La torre estaba construida sobre una montaña, en medio de una isla situada cerca de la ribera oriental de un gran lago. Este lago ofrecía en tal momento un matiz tan rosado como el cielo. Las riberas amarilleaban por los bosquecillos que el otoño había dorado y por el rastrojo de los campos. Tras esta franja amarillenta destacábase el cinturón sombrío del bosque de abetos, sobre el cual dibujábase al este la línea azulada que trazaban las colinas; a lo largo del horizonte occidental corría en forma de arco una cadena de montañas deslumbrantes, puntiagudas, dentelladas, de un color tan dulce y suave, que no puede determinarse, y acerca del cual no hubiera podido decir Nils si era rojo, blanco o azul; no hay nombre que pueda designar semejante color. En la parte amarilla que por uno de sus lados rodea al lago, se elevaban, aquí y allá, iglesias blancas y caseríos colorados, y hacia el este, a la otra parte del estrecho que separa la isla de la tierra firme, adosada a una montaña protectora, se extendía en la ribera una ciudad en medio de un terreno fértil y cultivado.

—He aquí una ciudad que ha sabido procurarse una buena situación —pensó Nils—. Quisiera saber cuál es su nombre.

En este momento experimentó gran sobresalto. Sumido en la contemplación del país, no se había dado cuenta hasta entonces de que algunos visitantes subían por la torre. Ascendían con tal rapidez por la escalera que apenas si tuvo tiempo para meterse en un agujero.

Tratábase de un grupo de muchachas y muchachos que hacían una excursión a pie a través del Jämtland. Al llegar a lo alto felicitáronse de haber llegado a la ciudad de Oestersund la víspera por la tarde, para gozar al amanecer del bello espectáculo que ofrece la vista del Fröso, donde se distinguen más de veinte poblaciones. Señalábanse unos a otros las iglesias y las montañas. Todos estaban de acuerdo en que las más próximas eran las montañas de Ovik; pero ¿cuál de aquellas cumbres era la del Areskutan?
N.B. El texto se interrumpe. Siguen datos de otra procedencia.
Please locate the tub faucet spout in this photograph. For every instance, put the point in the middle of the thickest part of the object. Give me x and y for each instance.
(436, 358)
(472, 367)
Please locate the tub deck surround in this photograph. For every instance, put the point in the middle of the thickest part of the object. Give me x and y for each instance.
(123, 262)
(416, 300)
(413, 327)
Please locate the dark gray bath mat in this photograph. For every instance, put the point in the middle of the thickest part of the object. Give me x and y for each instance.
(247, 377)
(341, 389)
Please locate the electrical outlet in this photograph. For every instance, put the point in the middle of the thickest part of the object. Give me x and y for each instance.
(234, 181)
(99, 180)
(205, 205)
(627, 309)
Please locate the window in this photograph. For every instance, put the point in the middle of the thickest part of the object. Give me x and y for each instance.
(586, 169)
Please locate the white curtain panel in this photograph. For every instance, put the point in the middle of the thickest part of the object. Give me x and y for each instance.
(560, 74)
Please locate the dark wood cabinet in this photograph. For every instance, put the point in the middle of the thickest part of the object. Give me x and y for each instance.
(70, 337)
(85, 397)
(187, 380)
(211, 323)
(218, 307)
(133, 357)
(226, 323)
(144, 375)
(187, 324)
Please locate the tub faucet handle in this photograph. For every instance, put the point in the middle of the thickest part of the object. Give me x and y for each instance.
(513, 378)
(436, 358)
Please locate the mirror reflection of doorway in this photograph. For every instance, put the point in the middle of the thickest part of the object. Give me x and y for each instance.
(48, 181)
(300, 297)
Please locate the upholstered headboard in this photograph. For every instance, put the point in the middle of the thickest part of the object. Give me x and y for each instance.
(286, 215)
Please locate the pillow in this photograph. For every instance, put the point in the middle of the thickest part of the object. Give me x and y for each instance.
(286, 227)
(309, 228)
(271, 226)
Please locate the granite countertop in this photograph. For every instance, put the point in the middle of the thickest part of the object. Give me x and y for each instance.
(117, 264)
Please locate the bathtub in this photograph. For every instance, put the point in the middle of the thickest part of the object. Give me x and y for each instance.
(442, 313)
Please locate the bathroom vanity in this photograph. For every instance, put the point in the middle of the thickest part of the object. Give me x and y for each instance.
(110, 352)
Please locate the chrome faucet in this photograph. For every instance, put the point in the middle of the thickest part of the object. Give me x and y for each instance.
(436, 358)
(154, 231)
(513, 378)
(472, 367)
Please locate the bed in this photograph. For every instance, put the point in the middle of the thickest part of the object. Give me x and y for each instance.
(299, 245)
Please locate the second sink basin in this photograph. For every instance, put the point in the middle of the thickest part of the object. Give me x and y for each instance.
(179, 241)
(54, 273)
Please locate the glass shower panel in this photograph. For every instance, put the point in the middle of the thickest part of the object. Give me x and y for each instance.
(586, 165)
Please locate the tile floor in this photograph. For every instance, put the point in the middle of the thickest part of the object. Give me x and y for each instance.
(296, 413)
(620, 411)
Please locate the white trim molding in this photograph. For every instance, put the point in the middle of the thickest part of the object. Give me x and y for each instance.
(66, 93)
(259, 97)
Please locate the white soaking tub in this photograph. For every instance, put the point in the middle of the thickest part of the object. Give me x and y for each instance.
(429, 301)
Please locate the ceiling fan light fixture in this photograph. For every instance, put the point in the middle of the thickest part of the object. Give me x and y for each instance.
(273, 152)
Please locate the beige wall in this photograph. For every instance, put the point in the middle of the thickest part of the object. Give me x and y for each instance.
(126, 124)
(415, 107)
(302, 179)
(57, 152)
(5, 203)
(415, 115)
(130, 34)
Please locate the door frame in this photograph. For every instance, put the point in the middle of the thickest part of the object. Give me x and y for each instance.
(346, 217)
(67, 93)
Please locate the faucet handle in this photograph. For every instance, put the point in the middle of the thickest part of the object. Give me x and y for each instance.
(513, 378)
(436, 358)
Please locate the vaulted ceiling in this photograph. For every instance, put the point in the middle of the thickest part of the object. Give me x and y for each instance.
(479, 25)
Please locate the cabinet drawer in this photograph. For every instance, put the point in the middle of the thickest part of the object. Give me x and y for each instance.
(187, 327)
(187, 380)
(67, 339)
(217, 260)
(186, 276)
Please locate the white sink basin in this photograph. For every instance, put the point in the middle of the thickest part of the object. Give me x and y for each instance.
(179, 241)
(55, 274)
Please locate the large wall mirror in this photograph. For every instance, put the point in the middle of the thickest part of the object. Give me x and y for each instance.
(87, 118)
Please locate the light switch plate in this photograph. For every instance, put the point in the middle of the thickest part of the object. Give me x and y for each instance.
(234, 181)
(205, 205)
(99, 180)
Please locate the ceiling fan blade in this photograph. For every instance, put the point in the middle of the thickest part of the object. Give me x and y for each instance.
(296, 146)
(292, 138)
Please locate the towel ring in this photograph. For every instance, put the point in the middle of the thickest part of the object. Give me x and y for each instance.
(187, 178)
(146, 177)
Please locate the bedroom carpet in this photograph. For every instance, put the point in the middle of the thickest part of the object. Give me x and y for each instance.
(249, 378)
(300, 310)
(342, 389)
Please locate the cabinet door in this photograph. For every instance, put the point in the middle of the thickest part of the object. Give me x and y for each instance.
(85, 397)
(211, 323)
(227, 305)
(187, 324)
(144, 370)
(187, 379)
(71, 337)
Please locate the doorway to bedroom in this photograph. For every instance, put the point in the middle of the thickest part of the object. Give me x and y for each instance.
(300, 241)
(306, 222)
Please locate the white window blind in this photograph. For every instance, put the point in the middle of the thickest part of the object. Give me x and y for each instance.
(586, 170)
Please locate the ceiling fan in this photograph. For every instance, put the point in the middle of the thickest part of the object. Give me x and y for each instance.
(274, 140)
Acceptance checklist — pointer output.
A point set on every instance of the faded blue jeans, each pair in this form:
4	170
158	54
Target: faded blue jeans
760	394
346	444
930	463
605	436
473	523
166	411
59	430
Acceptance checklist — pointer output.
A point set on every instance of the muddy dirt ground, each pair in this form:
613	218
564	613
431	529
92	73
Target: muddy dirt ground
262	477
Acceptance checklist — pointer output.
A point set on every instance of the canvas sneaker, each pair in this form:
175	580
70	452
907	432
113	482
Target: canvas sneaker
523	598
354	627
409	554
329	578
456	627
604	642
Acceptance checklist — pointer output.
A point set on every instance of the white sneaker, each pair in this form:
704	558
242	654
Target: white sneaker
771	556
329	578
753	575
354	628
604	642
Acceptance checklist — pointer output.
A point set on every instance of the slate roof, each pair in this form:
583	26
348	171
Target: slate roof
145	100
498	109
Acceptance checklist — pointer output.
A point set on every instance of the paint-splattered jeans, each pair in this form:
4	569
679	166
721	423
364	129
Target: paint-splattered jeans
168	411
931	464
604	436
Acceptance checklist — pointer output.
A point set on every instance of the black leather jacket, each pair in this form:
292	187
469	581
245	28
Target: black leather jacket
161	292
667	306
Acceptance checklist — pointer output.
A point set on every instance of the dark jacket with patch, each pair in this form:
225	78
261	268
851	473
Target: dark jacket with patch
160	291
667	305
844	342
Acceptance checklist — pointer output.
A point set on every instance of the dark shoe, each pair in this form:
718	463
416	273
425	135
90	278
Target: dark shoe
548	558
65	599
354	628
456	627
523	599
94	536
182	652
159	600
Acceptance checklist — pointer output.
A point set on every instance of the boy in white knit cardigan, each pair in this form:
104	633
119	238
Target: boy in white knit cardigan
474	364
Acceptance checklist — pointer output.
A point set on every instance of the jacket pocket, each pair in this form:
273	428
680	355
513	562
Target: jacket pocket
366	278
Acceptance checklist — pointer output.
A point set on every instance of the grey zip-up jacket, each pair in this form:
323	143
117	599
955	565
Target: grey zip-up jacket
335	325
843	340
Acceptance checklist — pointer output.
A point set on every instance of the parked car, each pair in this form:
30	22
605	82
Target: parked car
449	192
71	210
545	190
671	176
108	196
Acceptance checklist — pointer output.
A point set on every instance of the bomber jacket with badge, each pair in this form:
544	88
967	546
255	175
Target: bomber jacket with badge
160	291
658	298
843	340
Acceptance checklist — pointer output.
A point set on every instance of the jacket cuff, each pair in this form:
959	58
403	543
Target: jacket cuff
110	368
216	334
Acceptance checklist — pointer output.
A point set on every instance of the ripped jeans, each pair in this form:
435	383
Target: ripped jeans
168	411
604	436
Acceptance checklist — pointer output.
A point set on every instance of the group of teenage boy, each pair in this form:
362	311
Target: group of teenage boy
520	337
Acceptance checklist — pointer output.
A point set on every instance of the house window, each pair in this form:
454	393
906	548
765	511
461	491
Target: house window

Una jovencita sacó de su bolsa un mapa que desplegó sobre sus rodillas y todos se sentaron para examinarlo. Nils mostrábase inquieto porque su presencia allí se iba prolongando demasiado. El pato no vendría en su busca mientras estuviesen aquellos jóvenes en la torre, y no ignoraba que los patos tenían prisa de continuar su viaje. En medio de la conversación de los turistas; creyó oír por un momento el chillido de los patos y el batir de sus alas; pero no se atrevió a salir de su escondite.